At 69.5% ABV this is one whisky that has a lot of character, isn’t overpowering at all.. instead extremely smooth in its delivery and balance.
As I mentioned at the start this is a completely uncharacteristic Octomore.. and that for some could be the only downside there is to this expression given that they expect a certain flavor profile from this series.. For me though it just worked superbly and as usual I continue to be a fan of Jim and the Octomore..Slainte!
Current Status: Available with a few retailers in USA at and on auction houses at almost the same initial price
Laphroaig is one of those iconic distilleries from Scotland that have built up a strong reputation of coming up with some absolute cracking expressions at regular intervals and believe me when I say this the 2014 Cairdeas release from them has only strengthened their reputation. Usually one hopes for something interesting from a spirit that has matured in both Bourbon barrels and Amontillado hogsheads. But this whisky goes well beyond just interesting and produces an outstanding medley of flavors that the spirit inherited from either cask and each of these are presented in just the perfect amount.

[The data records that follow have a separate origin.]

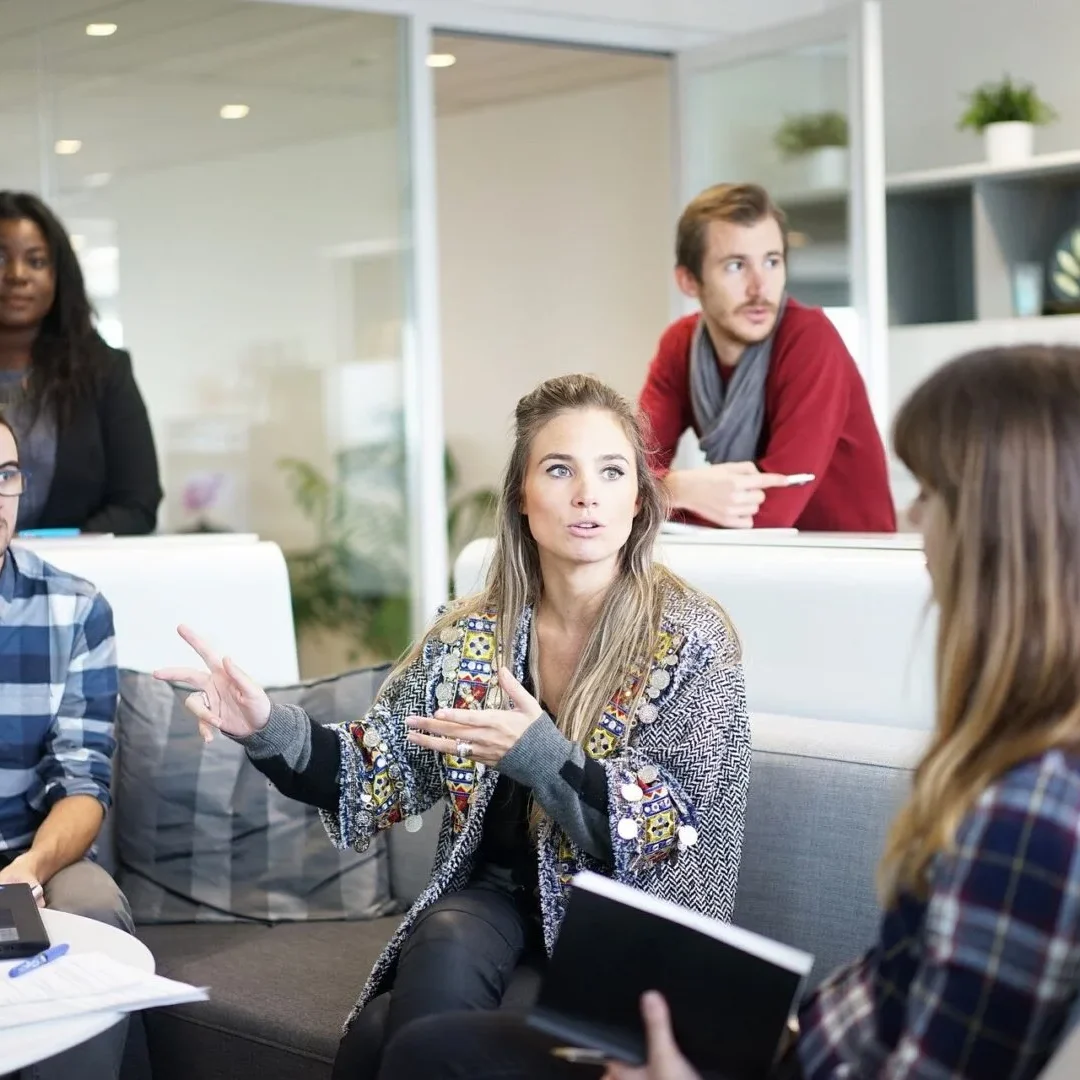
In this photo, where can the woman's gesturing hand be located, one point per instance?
(665, 1061)
(225, 697)
(483, 734)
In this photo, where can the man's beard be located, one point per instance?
(731, 328)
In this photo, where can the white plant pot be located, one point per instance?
(828, 166)
(1009, 144)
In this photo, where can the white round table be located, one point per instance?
(25, 1045)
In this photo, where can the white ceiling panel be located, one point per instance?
(149, 96)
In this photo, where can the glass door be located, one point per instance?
(245, 188)
(798, 108)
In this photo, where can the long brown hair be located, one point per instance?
(996, 435)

Nose: The opening notes from the whisky are typically Laphroaig… its like you were at their doorstep and they came to welcome you..with the usual smoke and iodine that is so reminiscent of them . As soon as this is done..the notes that have been gifted to the spirit by each cask make their presence felt..starting with the sweet caramel and cinnamon.. possibly from the Bourbon Cask followed by some nice sweet and minty notes.. more like one of those lovely ‘After 8’ sweets..There is also some distinct under ripe fruit aromas ..for me I’d say possibly guavas. At the there is some wood and lime left lingering behind..

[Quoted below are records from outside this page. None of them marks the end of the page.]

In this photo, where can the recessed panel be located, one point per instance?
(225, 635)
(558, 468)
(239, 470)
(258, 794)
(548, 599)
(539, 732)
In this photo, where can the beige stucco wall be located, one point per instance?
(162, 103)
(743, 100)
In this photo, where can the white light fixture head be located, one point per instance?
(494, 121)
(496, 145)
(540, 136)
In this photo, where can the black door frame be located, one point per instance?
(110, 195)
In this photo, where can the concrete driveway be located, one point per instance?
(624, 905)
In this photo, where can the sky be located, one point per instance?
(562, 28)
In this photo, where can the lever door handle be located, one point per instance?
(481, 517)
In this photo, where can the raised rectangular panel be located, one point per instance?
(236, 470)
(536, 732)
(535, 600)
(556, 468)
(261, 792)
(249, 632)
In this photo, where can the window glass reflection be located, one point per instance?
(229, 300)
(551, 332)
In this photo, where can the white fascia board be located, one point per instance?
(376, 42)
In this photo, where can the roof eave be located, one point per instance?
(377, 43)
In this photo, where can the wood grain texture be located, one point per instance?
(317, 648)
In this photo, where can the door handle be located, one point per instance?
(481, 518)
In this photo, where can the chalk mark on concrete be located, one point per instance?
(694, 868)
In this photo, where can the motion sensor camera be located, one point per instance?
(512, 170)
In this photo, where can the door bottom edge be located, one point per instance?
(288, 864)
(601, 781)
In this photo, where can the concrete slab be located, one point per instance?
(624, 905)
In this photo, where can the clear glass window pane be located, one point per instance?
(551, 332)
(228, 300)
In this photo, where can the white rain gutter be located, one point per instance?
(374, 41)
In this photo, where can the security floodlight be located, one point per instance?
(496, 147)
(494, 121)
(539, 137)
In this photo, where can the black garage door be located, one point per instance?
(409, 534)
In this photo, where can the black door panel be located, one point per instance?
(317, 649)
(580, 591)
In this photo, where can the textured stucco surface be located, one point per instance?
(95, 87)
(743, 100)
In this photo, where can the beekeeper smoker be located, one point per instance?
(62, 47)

Palate: The palate begins with some sweet honey and the smoke which is carried forward from the nose but almost simultaneously there is a rapid dryness that envelopes your mouth courtesy the sherry cask. Then comes the spice and this one is fairly spicy .. well definitely not overdone though. Have to admit that this is one full bodied and creamy dram. Have to add though that there are also some nutty notes in the mix. Once again both casks have made their contributions clearly felt on the palate as well
Finish: The finish is mildly dry with a dash of spices and possibly some dark chocolate too.. I would have to agree that these notes do linger on for quite a while.. making for a pleasant after taste of the great dram that you just savored
The perfect balance to this whisky coming from the right amount of flavors coming in after the double maturation is what makes this so special.
Slainte.. Laphroaig.. another feather in the cap this one!!